Nya Jaquez wanted to be a lot of things when she got older. She wanted to attend the University of Washington and become a Husky. She wanted to be a doctor or oncologist. She had dreams and aspirations, and an urge to live that couldn’t be tamed.
Most importantly, she wanted to live a normal life.
At this year’s Yelm High School graduation ceremony Sunday, June 16, Nya’s classmates will honor her legacy and remember their classmate for one last time as they turn their tassels together. She would have graduated this year.
Dozens of articles have been written about Nya in the Nisqually Valley News during her long fight with a rare form of colon cancer and after her death on Oct. 16, 2016. Her struggles also brought a community and school district together in a way rarely seen.
But since then, many things have changed — the community has healed its wounds and people have moved on with life.
But one thing that has not changed is their memory.

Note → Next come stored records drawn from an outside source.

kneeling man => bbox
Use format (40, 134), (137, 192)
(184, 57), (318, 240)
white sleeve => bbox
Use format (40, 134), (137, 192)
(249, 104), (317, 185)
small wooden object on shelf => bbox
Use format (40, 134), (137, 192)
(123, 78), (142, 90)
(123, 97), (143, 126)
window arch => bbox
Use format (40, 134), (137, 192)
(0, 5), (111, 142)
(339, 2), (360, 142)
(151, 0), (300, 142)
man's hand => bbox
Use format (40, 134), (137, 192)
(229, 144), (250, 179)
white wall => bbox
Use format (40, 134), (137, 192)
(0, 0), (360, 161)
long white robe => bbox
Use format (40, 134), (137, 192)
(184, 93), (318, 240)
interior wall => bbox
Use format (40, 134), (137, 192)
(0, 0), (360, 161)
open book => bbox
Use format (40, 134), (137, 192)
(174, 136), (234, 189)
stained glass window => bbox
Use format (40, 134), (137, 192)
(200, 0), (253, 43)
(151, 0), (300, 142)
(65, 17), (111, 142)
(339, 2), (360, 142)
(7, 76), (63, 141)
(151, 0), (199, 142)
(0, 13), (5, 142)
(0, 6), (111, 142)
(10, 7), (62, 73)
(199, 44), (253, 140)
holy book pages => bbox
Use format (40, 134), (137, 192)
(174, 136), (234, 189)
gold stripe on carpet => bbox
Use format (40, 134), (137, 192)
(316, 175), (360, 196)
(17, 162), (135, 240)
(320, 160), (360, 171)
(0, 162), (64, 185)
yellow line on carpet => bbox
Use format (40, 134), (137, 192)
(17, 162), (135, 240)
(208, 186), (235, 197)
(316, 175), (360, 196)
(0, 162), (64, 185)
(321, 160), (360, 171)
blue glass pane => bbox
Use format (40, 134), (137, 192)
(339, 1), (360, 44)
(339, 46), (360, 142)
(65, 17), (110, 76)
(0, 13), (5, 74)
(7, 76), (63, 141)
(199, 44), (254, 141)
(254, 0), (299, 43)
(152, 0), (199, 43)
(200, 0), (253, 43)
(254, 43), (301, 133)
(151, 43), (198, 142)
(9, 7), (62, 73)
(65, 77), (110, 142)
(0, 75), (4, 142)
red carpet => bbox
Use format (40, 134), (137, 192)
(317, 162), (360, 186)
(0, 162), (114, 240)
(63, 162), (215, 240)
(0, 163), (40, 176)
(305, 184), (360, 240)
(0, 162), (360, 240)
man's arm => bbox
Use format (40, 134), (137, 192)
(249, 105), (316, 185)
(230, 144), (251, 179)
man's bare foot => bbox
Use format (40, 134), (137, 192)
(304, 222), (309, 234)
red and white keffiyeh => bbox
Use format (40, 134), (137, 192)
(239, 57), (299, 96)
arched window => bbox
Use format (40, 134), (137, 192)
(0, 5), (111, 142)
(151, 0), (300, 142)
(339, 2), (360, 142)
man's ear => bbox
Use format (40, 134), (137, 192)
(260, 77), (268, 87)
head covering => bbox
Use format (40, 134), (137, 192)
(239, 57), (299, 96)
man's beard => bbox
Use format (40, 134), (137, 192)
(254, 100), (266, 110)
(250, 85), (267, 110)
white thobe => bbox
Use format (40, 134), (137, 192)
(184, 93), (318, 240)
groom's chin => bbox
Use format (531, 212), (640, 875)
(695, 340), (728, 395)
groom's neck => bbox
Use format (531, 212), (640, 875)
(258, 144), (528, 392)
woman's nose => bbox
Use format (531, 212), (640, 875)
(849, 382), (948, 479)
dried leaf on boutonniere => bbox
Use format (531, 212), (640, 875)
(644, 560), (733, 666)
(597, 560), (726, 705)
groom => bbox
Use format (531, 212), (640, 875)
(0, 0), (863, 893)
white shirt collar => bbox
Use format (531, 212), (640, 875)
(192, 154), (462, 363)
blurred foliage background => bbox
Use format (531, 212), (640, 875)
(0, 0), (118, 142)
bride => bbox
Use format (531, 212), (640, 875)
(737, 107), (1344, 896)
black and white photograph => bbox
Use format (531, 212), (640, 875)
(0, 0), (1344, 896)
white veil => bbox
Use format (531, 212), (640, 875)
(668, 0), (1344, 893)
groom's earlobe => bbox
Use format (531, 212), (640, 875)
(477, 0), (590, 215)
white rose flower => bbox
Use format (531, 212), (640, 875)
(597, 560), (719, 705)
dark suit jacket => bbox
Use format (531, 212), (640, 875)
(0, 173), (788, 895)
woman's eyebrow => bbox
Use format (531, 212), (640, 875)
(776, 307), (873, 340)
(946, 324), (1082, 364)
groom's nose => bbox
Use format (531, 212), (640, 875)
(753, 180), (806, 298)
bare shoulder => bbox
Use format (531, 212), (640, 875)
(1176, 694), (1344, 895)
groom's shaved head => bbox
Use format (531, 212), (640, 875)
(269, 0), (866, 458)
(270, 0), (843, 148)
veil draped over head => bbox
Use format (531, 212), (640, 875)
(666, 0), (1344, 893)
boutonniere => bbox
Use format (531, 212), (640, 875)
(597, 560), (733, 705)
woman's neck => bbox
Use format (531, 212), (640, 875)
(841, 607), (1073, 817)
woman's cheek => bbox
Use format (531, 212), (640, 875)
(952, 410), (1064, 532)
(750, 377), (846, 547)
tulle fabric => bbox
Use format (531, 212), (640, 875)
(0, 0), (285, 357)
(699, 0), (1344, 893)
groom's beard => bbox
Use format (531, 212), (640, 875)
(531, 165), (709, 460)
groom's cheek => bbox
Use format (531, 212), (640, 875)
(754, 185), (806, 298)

Senior Jacob Dimond, a Yelm High School football lineman and friend of Nya’s, is one of many students who got a tattoo in remembrance of their friend and classmate. In a cursive and bolded font, the ink on his left forearm reads “Nya Strong.”
Dimond is just one YHS senior who carries on her story.
“It’s just something that I’ll always have with me because as we get older some of the memories start to fade, but then when I have this tattoo with me it’ll be something to remember her for,” Dimond said.
Both Dimond and Nya attended Yelm Middle School. He met Nya in seventh grade when a group of students and staff shaved their heads in support of Nya as she was going through a round of chemotherapy treatment.
“I’ve had family go through cancer and that, so I thought it’d be cool to shave my head there with her,” he said. “That was before we were even really friends. And after that, we just started getting closer and closer ... I knew it wasn’t easy on her, so I was like, ‘The least I can do is at least be there for her to talk and get her mind off things.’”
Then, in their sophomore year at Yelm High School, Nya passed away at the age of 16. In two years leading up to her death, she underwent extensive surgery and chemotherapy. Many days she’d wake up at 4:45 a.m. to travel to chemotherapy in Seattle before ending her days often with extracurricular activities, such as golf, back in Yelm.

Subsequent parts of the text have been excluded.